A great undiscovered jewel, and from what I infer, a book that deserves to get into every single book club in the nation, and beyond. My enthusiasm is perhaps excessive. There comes a time when a book appears and has valuable lessons to teach us. We learn something we never suspected existed. People, at 60, have a life as well, and they go through ups and downs and reinvention of self like the rest of us, and still have to learn lessons along the way. They can even display resilience and an appetite for life. It is pleasant surprise that a publisher would release a book that actually concerns our aging nation, where so much emphasis rests on the land of twenty-something Lena Dunham wannabes teaching the world with great self-assurance life lessons and proper etiquette. Which begs the question: what is more interesting, someone who fumbles through life while brandishing a narcissistic flag and seems to have all the answers? Or someone who has worked hard to build a life, only to lose everything overnight and who has to pick herself up to start again—at age sixty?

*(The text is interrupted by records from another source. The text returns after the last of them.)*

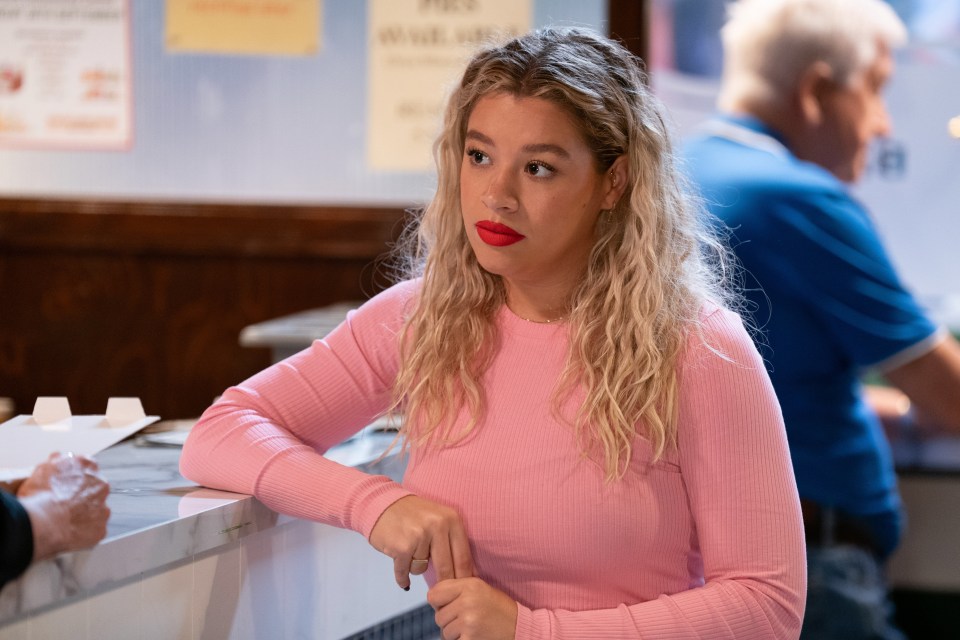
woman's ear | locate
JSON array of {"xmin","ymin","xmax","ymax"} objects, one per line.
[
  {"xmin": 797, "ymin": 61, "xmax": 834, "ymax": 127},
  {"xmin": 601, "ymin": 155, "xmax": 629, "ymax": 210}
]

This is exactly what happens to Meredith Maran who had a perfect life, meaning living with a sense of safety that no one could ask for more, with a good marriage (to the woman of her dream), a beautiful Victorian house, a good writing career, and an active social life. And then Life comes knowing at her door, like it tends to when things are going too well, and it takes everything away, and more. The best friend dies; her father is diagnosed with Alzheimer; she loses her job, and the house, along with the marriage. Welcome to The New Old Me: My Late-Life Reinvention. This is where we meet Meredith, dead broke about to move to La La Land, CA, where she struggles to rebuild her life and self, with all the scrawny feathers that come attached to them, fanned by heartache, loneliness, and self-doubt. The energy of the prose however shows us that beyond the circumstances lies a strong-willed and witty woman, and sure enough slowly Meredith crawls out of her trenches, and she does so with humor. For those in search of summer inspiration, this is your book. Look no further. (It was my wife’s favorite read so far this year.)
ABOUT THE AUTHOR
Meredith Maran published her first poem in Highlights For Kids at age 6, her first national magazine article at age 15, and her first book at age 18. In the years that followed she built a house and raised goats outside Taos, installed brakes on the Ford assembly line in San Jose, and wrote an exposé of right-wing fundamentalism in Silicon Valley while working as a technical writer at National Semiconductor. After serving as Editor of the Banana Republic Catalogue (when Banana Republic was still cool), she created award-winning marketing campaigns for socially responsible businesses including Ben & Jerry’s, Working Assets, Stonyfield Farm, Smith & Hawken, and Odwalla.
The author of a dozen nonfiction books and an acclaimed novel, Meredith is a member of the National Book Critics Circle and the MacDowell Fellows West. She writes features, essays, and book reviews for People, Salon, The Los Angeles Times, The Boston Globe, The Chicago Tribune, The Los Angeles Review of Books, Real Simple, Mother Jones, Good Housekeeping, and other publications. She lives in Silver Lake, Los Angeles.